Il y a lieu, en conséquence, d’ordonner à cette société de procéder à la régularisation du versement des cotisations sociales, et ce sur la base de la somme de 12'911,60 euros due, ainsi qu’il résulte de ce qui précède, à Mme D E N X pour les mois de mars à octobre 2013, et partiellement déjà payée à hauteur de 3'410 euros, outre les congés payés correspondants, et d’établir les bulletins de paie correspondants, le tout dans le délai d’un mois à compter de la notification du présent arrêt, et sous astreinte provisoire de 20 euros par jour de retard passé ce délai, et ce pendant une durée de trois mois.
Il n’y a lieu pour la cour de se réserver la liquidation de l’astreinte.
Sur les frais irrépétibles et les dépens
L’ordonnance déférée sera confirmée en ce qu’elle a statué sur les dépens de première instance.
La société LA MUTINERIE, qui succombe en son appel, sera condamnée aux dépens de la procédure devant la cour.

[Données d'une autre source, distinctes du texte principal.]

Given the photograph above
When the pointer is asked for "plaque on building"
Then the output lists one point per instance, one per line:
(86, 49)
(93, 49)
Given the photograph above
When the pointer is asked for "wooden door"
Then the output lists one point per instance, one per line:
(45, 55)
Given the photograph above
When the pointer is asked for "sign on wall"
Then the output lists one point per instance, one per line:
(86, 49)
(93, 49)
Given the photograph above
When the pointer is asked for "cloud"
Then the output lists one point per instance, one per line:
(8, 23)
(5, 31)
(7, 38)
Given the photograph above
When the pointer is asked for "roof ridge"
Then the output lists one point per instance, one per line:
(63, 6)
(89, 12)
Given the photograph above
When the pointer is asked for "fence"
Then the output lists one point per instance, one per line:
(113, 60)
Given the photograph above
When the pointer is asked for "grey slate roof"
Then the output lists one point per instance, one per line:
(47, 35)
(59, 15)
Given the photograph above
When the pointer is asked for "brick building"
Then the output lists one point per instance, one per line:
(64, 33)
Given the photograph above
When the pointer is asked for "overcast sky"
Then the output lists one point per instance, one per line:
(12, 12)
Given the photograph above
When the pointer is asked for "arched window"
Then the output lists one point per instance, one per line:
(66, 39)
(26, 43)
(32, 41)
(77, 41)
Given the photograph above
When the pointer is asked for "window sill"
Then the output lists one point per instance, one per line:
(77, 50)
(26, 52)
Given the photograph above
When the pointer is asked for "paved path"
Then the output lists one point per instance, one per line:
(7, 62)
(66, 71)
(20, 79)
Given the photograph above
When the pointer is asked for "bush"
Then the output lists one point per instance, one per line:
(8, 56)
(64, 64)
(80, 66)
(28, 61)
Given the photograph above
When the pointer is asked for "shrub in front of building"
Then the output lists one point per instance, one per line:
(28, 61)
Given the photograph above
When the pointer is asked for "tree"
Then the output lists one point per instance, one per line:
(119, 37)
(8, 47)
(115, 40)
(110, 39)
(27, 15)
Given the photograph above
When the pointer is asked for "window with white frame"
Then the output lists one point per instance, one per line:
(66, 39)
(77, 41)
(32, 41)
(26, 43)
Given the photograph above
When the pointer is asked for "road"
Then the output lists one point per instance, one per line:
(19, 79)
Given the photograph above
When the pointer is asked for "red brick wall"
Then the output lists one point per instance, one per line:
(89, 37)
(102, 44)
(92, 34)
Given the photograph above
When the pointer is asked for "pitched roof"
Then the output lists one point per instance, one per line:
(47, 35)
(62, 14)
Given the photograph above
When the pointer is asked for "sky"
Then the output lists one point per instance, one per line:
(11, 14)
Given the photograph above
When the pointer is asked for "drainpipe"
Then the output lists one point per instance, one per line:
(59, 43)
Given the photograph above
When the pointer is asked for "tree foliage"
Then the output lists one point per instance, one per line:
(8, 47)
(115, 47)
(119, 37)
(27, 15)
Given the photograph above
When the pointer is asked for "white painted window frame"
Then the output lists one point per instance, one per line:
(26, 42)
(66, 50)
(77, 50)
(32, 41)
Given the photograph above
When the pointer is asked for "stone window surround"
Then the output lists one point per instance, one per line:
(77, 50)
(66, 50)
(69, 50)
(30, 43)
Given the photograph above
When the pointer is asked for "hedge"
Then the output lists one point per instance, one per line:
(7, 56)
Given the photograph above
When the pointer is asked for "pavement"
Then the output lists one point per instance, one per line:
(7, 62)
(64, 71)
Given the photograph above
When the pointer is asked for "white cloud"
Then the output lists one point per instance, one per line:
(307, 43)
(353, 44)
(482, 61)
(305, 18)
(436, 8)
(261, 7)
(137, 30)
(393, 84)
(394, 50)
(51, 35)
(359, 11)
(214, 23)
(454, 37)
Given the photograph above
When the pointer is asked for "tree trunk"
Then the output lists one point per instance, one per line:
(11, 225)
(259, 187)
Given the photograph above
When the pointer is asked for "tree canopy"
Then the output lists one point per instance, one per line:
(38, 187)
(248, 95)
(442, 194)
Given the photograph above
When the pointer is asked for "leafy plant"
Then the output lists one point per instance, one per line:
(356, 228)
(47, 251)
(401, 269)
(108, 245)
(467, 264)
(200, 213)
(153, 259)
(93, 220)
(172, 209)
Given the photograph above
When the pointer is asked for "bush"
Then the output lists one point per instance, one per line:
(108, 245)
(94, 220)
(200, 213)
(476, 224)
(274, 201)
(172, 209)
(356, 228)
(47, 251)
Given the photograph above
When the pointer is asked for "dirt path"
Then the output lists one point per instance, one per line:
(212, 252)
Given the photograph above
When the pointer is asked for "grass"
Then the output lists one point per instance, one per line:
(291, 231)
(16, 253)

Il n’y a lieu, en équité, de faire droit aux demandes formées sur le fondement des dispositions de l’article 700 du code de procédure civile ou de l’article 37 de la loi du 10 juillet 1991 relative à l’aide juridique.
PAR CES MOTIFS
Confirme l’ordonnance déférée en ce qu’elle a dit n’y avoir lieu à référé sur les demandes relatives au licenciement et en ce qu’elle a statué sur les dépens';
L’infirme pour le surplus';
Statuant à nouveau et y ajoutant,
Condamne la société LA MUTINERIE à payer à titre provisionnel à Mme D E N X les sommes de 9'501,60 euros, à titre de rappel de salaire sur la base d’un temps plein pour les mois de mars à octobre 2013, et de 950,16 euros au titre des congés payés correspondants, avec intérêts au taux légal à compter de la réception de la convocation devant la formation de référé du conseil de prud’hommes';
Ordonne la capitalisation des intérêts par année entière';
Ordonne à la société LA MUTINERIE de procéder à la régularisation du versement des cotisations sociales relatives à l’emploi de Mme D E N X, sur la base de la somme de 12'911,60 euros due pour les mois de mars à octobre 2013, et partiellement déjà payée à hauteur de 3'410 euros, outre les congés payés correspondants, et d’établir les bulletins de paie correspondants, le tout dans le délai d’un mois à compter de la notification du présent arrêt, et sous astreinte provisoire de 20 euros par jour de retard passé ce délai, et ce pendant une durée de trois mois';
Dit qu’il n’y a pas lieu pour la cour de se réserver la liquidation de l’astreinte';
Dit n’y avoir lieu à référé sur le surplus des demandes';
Rejette les demandes formées sur le fondement des dispositions des articles 700 du code de procédure civile et 37 de la loi du 10 juillet 1991 relative à l’aide juridique';
Condamne la société LA MUTINERIE aux dépens de la procédure d’appel.